Radar Utama Kalteng Metropolis Si Ongol Hukrim Nasional Olahraga Featured Hiburan Serba Serbi Opini Oto Tekno

King Kobra Sembunyi di Tandon Air Bekas, Evakuasi Berlangsung Dramatis

Usay Nor Rahmad • Jumat, 3 Juli 2026 | 09:25 WIB
Petugas Disdamkarmat Kotim saat mengamankan king kobra yang bersembunyi di bawah tandon air bekas. (Disdamkarmat Kotim) 
Petugas Disdamkarmat Kotim saat mengamankan king kobra yang bersembunyi di bawah tandon air bekas. (Disdamkarmat Kotim) 

 SAMPIT, radarsampit.jawapos.com – Seekor ular king kobra membuat geger penghuni rumah di Jalan Metro TV Nomor 59, RT 16 RW 4, Kelurahan Ketapang, Kecamatan Mentawa Baru Ketapang, Kabupaten Kotawaringin Timur, Kamis (2/7/2026) petang.

Ular berbisa mematikan itu ditemukan bersembunyi di bawah tandon air bekas yang berada di samping rumah warga.

Pemilik rumah, Muhammad Nurul Iman, segera menghubungi Dinas Pemadam Kebakaran dan Penyelamatan (Damkarmat) Kotim melalui layanan Emergency Call setelah mengetahui keberadaan ular tersebut.

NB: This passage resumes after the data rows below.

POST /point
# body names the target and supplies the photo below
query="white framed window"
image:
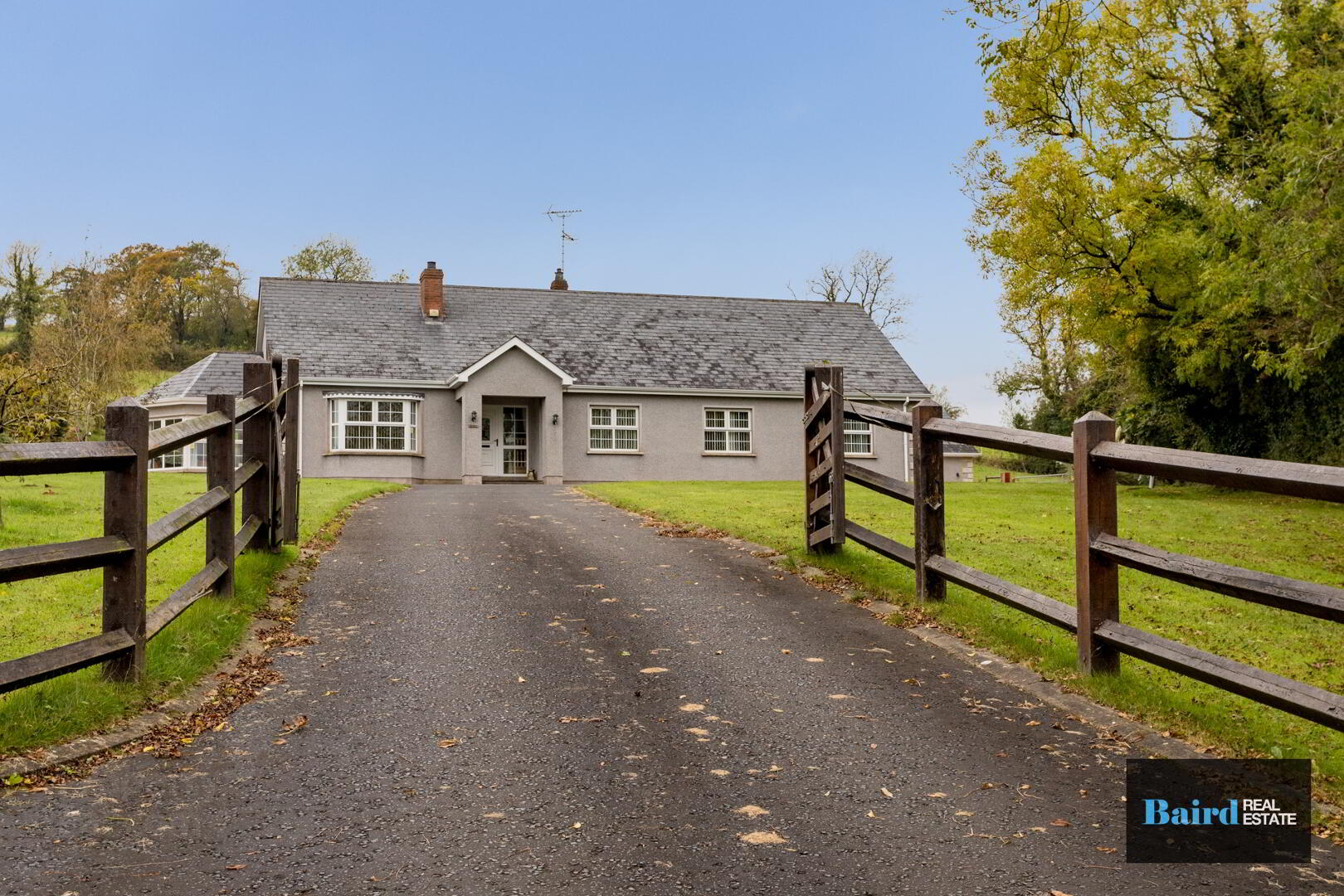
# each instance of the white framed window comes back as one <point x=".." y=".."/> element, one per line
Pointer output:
<point x="728" y="430"/>
<point x="374" y="423"/>
<point x="190" y="457"/>
<point x="858" y="438"/>
<point x="613" y="429"/>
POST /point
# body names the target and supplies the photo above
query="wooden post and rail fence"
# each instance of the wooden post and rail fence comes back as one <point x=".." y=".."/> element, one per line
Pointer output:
<point x="1098" y="550"/>
<point x="266" y="475"/>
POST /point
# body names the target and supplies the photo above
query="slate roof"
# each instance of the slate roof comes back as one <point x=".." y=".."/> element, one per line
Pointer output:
<point x="217" y="373"/>
<point x="957" y="448"/>
<point x="374" y="329"/>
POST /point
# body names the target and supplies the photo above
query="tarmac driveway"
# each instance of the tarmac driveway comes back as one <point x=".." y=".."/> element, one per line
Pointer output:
<point x="515" y="689"/>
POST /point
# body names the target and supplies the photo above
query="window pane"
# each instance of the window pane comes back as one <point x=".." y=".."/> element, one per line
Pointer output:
<point x="359" y="438"/>
<point x="858" y="444"/>
<point x="392" y="438"/>
<point x="515" y="426"/>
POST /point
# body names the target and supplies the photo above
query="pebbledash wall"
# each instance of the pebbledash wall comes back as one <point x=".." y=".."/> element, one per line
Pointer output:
<point x="671" y="433"/>
<point x="671" y="440"/>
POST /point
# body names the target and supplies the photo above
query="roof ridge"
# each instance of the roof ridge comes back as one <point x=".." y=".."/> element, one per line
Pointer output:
<point x="205" y="366"/>
<point x="562" y="293"/>
<point x="323" y="280"/>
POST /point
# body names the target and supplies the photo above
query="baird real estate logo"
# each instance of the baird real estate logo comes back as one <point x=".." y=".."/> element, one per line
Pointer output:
<point x="1218" y="811"/>
<point x="1237" y="811"/>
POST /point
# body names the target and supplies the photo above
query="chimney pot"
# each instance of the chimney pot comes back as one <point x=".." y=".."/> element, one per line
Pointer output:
<point x="431" y="290"/>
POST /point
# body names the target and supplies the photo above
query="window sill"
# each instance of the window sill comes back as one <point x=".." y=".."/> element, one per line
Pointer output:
<point x="371" y="453"/>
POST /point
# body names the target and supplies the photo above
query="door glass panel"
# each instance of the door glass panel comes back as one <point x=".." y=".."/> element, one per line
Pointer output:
<point x="515" y="461"/>
<point x="515" y="426"/>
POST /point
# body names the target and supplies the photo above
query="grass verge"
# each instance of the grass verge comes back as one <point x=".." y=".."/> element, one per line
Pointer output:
<point x="1023" y="533"/>
<point x="46" y="613"/>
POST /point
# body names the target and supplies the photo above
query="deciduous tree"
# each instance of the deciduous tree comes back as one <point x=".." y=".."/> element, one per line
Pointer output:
<point x="867" y="280"/>
<point x="329" y="258"/>
<point x="1161" y="195"/>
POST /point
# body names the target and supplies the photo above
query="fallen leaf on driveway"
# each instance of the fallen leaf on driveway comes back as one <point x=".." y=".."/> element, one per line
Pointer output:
<point x="293" y="724"/>
<point x="752" y="811"/>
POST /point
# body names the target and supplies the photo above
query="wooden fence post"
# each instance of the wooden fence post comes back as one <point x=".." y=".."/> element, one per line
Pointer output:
<point x="219" y="473"/>
<point x="290" y="501"/>
<point x="125" y="503"/>
<point x="823" y="457"/>
<point x="929" y="500"/>
<point x="277" y="465"/>
<point x="1094" y="514"/>
<point x="260" y="383"/>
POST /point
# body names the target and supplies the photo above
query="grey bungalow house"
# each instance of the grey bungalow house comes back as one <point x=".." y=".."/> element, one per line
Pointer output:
<point x="441" y="383"/>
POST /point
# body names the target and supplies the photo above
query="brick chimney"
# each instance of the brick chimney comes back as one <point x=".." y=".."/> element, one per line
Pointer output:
<point x="431" y="290"/>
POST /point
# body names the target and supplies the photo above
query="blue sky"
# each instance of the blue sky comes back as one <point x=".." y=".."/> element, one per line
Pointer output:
<point x="717" y="148"/>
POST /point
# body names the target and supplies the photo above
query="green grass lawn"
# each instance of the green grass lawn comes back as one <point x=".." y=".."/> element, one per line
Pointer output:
<point x="46" y="613"/>
<point x="1023" y="533"/>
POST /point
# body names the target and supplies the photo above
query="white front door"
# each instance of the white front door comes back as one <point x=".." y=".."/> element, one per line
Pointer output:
<point x="504" y="440"/>
<point x="491" y="440"/>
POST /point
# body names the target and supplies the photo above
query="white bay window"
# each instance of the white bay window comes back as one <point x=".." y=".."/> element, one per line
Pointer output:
<point x="375" y="423"/>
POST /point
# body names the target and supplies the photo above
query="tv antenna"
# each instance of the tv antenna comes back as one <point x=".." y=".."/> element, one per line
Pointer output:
<point x="565" y="236"/>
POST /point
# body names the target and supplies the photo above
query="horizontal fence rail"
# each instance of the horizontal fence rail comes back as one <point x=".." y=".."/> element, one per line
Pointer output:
<point x="268" y="479"/>
<point x="1096" y="457"/>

Laporan diterima petugas sekitar pukul 18.29 WIB. Personel Peleton I kemudian bergerak menuju lokasi dan tiba sekitar pukul 18.49 WIB untuk melakukan penanganan.

Pelaksana Harian Kepala Peleton I Damkarmat Kotim Isra Hidayat mengatakan, setibanya di lokasi petugas langsung diarahkan menuju lokasi persembunyian ular.

"Petugas diarahkan ke samping rumah pelapor, tepatnya di bawah profil tank atau tandon air yang berada di samping rumah. Upaya penanganan langsung dilakukan dan ular king cobra berhasil diamankan," ujarnya.

Proses evakuasi berlangsung sekitar 17 menit. Meski ruang gerak petugas cukup terbatas karena posisi ular berada di bawah tandon air, ular king cobra (Ophiophagus hannah) akhirnya berhasil dievakuasi tanpa menimbulkan korban.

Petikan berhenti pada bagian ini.